Parents ought to know and “notice” their children by paying attention to who they are, who they spend time with and what is important to them. Children will either choose to “slip under the radar” or seek parents to “notice me!” Three essential tools to help parents “Notice” their kids: 1.) Duct Tape. One of the best things a parent can get to notice their child is simply by being quiet and listening. 2.) Well Placed Questions. Questions are the tool that keeps kids talking and feeling noticed. 3.) Social Media Presence. Social media is where pre-teens and teens go to be noticed, so parents should take the time to engage online, while not coming off as spying.

Press Pause

Parenting can be frustrating, and parents will be come angry at times. Parents must learn in those moments to “Press Pause”. Three key elements to “Pressing Pause”: 1.) The Delay. Parents should take the time to stop, think, and pray before reacting. 2.) A Soft Voice. Parents know that angry yelling gets quick results but a gentle answer is how real instruction is given. 3.) God’s Power. Parenting done in human power alone is called “pride.” True Godly parenting can only be done through relying fully on God’s power.

Segue

As children grow and mature, so should their freedoms to make their own choices. It is called “incremental independence”. The question is not what rules parents should have in their home as much as when should parents have rules about things like music, television/movies, and apps/social media. Being strict when children are younger and learning makes sense, but as children get older, parents ought to be slowly preparing them for the real world. It is important for parents to learn to “segue” from age to age, having conversations and allowing growing independence in rule and freedoms.

Add A Question Mark

The best way parents can teach their child is by re-phrasing statements and “adding a question mark”. Parents teach not through statements but through questions.
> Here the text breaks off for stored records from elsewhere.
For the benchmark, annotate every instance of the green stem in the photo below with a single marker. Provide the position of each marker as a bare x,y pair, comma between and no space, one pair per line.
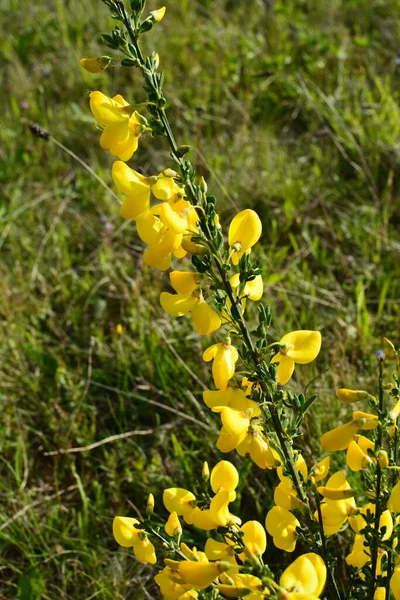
225,283
378,505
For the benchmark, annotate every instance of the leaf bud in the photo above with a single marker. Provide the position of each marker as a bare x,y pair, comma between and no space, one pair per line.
150,505
129,62
158,15
383,459
203,185
182,150
205,473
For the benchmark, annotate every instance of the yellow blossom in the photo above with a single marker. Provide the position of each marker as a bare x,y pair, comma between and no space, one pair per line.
394,500
321,469
224,356
254,538
305,577
253,289
340,437
299,347
244,231
224,476
357,458
173,526
122,125
179,500
336,512
201,574
395,583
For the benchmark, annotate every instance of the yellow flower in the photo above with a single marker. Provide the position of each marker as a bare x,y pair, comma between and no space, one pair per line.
180,501
395,583
306,575
202,574
394,500
95,65
244,231
335,512
168,587
224,356
253,289
242,585
357,453
122,126
254,538
349,396
299,347
224,476
321,469
173,526
281,524
340,437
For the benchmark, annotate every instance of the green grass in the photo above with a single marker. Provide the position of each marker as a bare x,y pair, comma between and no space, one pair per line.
292,110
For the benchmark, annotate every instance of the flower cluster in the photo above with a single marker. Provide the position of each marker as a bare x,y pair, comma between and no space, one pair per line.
231,566
221,288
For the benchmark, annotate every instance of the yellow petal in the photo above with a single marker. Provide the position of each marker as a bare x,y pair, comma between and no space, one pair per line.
301,576
106,111
303,346
321,469
166,188
126,179
340,437
205,319
219,510
224,476
177,305
245,229
145,552
394,499
179,500
235,422
197,574
173,219
227,442
254,537
148,227
173,526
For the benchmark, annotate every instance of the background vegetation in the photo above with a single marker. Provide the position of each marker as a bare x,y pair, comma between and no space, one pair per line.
291,107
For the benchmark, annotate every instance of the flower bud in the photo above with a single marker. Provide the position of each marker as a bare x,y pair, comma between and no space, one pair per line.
158,15
383,459
203,185
205,473
150,505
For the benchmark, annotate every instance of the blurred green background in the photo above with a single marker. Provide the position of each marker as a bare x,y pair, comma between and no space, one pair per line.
290,107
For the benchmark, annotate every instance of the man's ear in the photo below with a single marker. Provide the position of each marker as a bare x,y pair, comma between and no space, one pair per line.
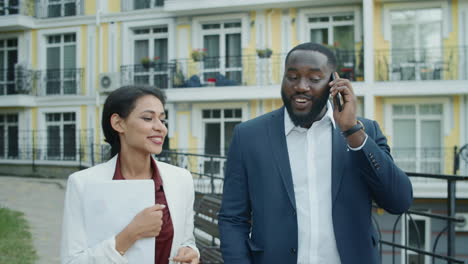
117,123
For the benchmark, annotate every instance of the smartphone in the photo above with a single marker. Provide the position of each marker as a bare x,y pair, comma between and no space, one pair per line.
337,98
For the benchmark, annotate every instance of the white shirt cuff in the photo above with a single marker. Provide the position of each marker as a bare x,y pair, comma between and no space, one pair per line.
360,147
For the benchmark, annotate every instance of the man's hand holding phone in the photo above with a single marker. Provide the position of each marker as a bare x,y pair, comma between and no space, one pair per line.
339,87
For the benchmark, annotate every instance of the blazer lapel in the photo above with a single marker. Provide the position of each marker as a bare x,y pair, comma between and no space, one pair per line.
280,151
339,148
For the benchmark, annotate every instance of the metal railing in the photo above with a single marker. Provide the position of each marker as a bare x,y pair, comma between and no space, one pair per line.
418,251
128,5
420,64
62,81
155,74
245,70
64,8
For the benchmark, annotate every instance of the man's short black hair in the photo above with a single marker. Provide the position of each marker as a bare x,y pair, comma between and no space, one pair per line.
316,47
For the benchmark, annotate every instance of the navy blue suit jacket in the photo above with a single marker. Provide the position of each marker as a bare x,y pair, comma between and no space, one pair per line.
257,220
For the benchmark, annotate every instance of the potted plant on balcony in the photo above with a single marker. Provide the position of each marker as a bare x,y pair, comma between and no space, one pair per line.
264,53
198,54
145,62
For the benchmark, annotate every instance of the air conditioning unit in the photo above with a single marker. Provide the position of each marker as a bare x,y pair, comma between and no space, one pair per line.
108,82
462,227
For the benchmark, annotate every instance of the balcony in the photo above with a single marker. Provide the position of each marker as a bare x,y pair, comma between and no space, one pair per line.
129,5
64,8
248,70
16,15
448,63
155,74
61,82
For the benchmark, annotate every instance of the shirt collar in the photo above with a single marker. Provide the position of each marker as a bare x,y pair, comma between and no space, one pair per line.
289,125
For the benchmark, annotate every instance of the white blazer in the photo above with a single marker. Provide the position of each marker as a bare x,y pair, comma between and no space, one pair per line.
178,188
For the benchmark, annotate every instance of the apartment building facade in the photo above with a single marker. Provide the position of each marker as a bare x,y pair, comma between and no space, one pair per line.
221,63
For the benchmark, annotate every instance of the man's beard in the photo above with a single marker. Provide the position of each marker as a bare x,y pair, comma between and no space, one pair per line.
306,119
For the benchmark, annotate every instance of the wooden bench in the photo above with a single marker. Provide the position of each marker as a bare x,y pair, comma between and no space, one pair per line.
206,220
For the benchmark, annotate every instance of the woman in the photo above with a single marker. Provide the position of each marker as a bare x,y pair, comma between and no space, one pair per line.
133,123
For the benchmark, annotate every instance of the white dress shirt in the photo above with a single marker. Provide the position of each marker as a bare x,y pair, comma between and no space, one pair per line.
310,156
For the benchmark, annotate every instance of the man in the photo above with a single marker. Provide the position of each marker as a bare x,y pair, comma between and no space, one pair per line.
300,180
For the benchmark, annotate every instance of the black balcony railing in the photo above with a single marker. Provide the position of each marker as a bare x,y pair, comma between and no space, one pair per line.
62,81
156,74
448,63
17,81
128,5
64,8
9,7
245,70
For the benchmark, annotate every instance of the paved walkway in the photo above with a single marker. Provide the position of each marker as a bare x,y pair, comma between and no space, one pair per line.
41,200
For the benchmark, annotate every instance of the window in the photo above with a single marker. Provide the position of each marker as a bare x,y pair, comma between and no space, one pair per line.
8,136
223,61
418,236
218,130
60,8
8,59
417,137
62,76
142,4
151,43
9,7
61,136
336,31
416,44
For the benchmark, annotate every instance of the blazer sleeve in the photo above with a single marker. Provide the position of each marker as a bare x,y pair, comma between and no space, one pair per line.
390,187
74,246
189,239
235,213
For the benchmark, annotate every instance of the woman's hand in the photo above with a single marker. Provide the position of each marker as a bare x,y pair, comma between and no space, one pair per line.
186,255
146,223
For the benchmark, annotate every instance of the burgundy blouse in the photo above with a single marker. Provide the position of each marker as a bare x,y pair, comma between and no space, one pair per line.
164,240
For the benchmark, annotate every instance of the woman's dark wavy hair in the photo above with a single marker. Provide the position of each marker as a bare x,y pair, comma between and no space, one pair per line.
122,102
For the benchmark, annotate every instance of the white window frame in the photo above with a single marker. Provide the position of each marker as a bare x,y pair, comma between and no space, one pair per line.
128,37
388,23
42,56
405,222
303,25
445,120
6,124
5,49
150,37
8,6
221,32
45,7
42,127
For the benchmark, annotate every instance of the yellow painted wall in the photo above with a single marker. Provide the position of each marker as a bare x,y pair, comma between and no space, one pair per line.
452,140
96,59
253,108
249,57
113,6
275,21
34,48
381,46
90,6
450,43
293,29
119,43
105,46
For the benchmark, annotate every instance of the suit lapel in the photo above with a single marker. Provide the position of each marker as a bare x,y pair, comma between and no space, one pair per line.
339,148
280,151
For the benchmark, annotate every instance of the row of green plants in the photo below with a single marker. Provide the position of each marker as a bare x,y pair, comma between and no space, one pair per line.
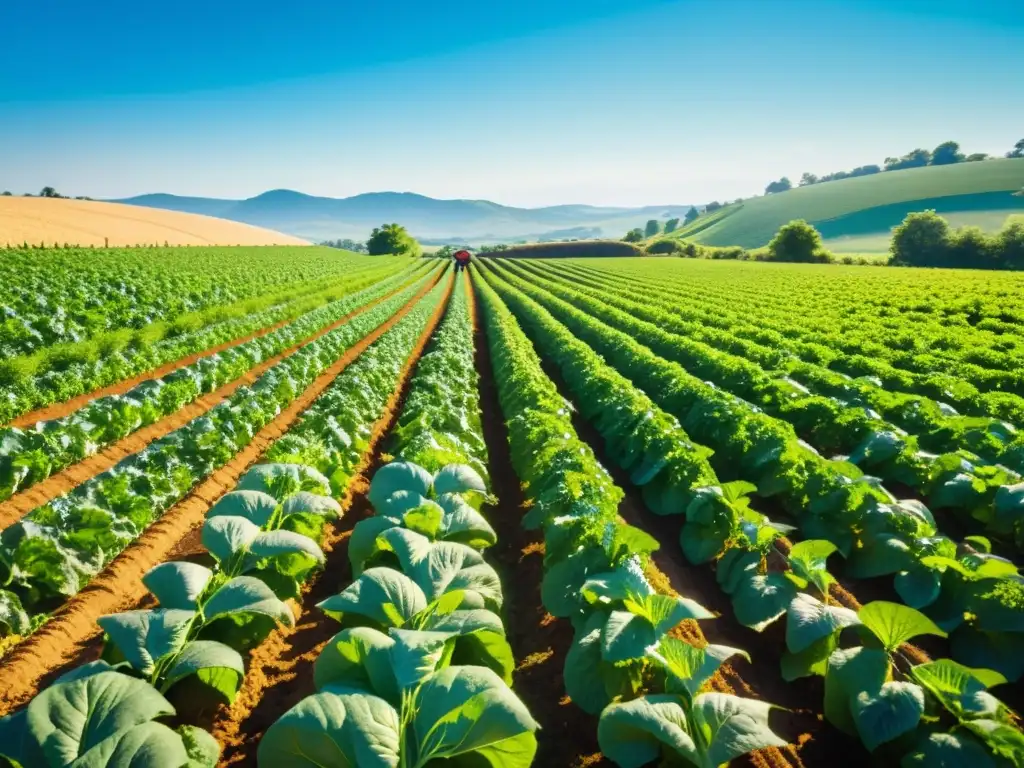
29,456
54,550
58,296
767,583
976,597
163,664
58,373
421,669
990,498
645,684
950,356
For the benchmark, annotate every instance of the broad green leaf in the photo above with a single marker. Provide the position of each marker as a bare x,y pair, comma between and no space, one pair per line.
370,595
884,715
948,751
735,726
416,655
224,537
470,711
459,478
358,657
143,637
808,621
306,503
202,748
363,542
894,624
398,476
217,666
254,506
688,668
150,744
850,672
633,734
276,543
247,595
70,719
762,598
13,620
334,730
177,585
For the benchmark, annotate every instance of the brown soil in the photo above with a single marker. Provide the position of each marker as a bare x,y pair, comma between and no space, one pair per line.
280,670
540,642
119,587
60,482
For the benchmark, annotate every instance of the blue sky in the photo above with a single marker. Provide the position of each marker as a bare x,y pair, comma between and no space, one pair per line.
525,102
This method is used constantly in education settings. Parents can also ask their children questions, forcing them to process and think about an answer for themselves. Parents can replace “You Should!” with “Should You?,” creating a different approach to parenting situations. Some quick thoughts to consider when “Adding a Questions Mark”: 1.) Remember to phrase your answer in a question. 2.) Offer to do things together. 3.) Delay. 4.) Remember incremental independence.

Walk With

Parenting is a “walk with” experience and relationship, reflecting our own relationship with God, who chose to walk among us and “walk with” us. Parents, as well, can “walk with” their children by understanding 1.) “Walking With” begins with Our Faith. 2.) “Walking With means Teaching Navigation Skills. 3.) It all Comes Down to Love. Children don’t need parent who will let them do whatever they want or just pass down a set of rules. Children need to parents who will walk with them, giving them the tools they need for the day they leave and are on their own.